Law enforcement records and interviews with family come out somewhere in between, depicting a rebellious boy with tenuous family relationships and possible mental issues who grew into a young adult never adequately diagnosed, despite two years in a psychiatric facility.

"I never really did get a chance to know Dallas," said his maternal grandfather, Eddie Smith, who now lives at a senior center in Baltimore.

"I don't think he's that bad a child," he added, "if [only] he had somebody really to just get him the proper attention."

There's a lot of Smith's life missing in his court files, and multiple attempts to reach his parents were unsuccessful.

Smith's grandfather said his daughter got pregnant when she was still young and that the couple never married, passing the child back and forth to raise.

When he lived with his mother, he spent most of his time on the computer, never going to friends' houses and never bringing anyone home, said his grandfather's estranged wife, Gwendolyn Smith. She doesn't know why he became interested in the bombs or how he came to be charged with concealing a deadly weapon in 2005.

He was living in a juvenile detention facility when he was arrested in 2006 with the weapon recipe. He told the FBI he thought it was a formula for "meth."

"He would not listen to anything his father tried to tell him, so his father gave up on him, and his mother didn't want to be bothered," Gwendolyn Smith said.

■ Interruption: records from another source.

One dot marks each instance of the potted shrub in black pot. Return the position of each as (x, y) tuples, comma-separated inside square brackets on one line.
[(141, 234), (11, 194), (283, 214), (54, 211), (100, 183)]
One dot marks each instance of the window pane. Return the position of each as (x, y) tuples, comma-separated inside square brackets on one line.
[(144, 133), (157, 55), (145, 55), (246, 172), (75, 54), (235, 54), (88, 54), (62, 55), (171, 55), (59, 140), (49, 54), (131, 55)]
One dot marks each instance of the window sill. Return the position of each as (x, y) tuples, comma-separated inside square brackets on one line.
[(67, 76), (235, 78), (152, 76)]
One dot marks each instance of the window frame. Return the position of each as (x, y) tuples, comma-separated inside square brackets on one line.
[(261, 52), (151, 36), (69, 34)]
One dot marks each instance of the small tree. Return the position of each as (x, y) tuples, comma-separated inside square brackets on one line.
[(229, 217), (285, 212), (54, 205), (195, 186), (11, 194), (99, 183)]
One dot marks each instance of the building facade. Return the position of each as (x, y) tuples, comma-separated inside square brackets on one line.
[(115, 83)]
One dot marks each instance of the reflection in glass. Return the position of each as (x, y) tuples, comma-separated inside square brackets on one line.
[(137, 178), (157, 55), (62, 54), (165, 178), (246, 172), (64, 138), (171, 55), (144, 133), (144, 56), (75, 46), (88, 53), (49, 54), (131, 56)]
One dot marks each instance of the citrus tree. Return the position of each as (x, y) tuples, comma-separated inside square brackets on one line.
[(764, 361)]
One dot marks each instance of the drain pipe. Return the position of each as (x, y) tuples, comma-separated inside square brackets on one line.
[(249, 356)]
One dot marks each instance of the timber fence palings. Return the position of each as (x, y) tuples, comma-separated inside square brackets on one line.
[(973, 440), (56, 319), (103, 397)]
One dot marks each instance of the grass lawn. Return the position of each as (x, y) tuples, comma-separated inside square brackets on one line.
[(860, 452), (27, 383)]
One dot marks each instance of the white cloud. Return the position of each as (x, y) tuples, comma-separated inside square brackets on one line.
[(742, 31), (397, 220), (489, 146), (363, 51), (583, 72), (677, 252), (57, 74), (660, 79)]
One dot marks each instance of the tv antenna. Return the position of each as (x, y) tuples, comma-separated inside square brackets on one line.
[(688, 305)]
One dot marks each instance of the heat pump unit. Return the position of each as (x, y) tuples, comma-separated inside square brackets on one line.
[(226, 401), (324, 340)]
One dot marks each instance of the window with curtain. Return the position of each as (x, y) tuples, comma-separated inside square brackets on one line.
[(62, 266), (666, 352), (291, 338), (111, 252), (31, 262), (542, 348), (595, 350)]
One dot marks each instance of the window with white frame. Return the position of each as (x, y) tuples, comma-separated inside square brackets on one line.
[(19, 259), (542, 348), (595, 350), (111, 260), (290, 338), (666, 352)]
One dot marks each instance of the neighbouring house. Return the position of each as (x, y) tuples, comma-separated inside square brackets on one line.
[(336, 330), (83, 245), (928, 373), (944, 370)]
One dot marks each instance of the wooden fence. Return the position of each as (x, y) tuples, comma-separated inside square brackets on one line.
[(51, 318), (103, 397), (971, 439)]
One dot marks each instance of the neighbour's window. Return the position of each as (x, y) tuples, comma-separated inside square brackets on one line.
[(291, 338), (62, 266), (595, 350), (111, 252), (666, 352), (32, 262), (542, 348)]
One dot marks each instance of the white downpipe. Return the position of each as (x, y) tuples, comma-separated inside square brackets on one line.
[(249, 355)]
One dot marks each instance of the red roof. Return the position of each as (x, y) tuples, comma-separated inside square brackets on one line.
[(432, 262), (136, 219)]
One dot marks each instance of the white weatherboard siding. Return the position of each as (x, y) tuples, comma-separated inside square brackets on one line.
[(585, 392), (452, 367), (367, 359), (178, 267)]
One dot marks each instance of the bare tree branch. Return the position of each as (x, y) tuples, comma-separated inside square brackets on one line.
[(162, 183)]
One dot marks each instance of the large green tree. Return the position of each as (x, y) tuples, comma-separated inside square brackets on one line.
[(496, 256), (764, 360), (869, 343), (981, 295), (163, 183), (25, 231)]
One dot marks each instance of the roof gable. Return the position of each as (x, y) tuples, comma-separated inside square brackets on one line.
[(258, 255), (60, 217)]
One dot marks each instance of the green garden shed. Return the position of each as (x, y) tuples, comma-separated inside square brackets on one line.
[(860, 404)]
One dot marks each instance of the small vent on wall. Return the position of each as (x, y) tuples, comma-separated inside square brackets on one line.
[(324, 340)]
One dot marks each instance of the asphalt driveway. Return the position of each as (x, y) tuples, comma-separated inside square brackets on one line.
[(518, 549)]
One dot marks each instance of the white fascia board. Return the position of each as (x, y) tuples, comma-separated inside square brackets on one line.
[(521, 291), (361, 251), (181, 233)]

Essie Audain, 82, took him into her Northwest Baltimore home, near the county line, when he was about 17. He graduated from high school while under her care.

"He was so different," she said. "Smart. I've never known a man that smart."

Smith told her he had "fluid on the brain." He said he'd been on his own since he was 7, sleeping in construction projects sometimes, returning to his parents' homes at other times. She didn't know about the bomb past.

Smith's latest arrest occurred in July 2008 in the 800 block of W. Baltimore St., on the city's west side.

According to police, a UM officer "observed a bulge sticking out" in the waistband area of Smith's right side and asked him what it was. A search and scuffle followed, and police found the explosive and the clothes. Smith has since been held without bail in the Baltimore City Detention Center.

He told investigators last year that he would have to join a gang "set" in jail to stay safe. He said he would "man up," that people would get killed if he talked.

Audain didn't recognize that person. She was used to the brilliant boy who reads the encyclopedia.

"I'm so confused about him," she said.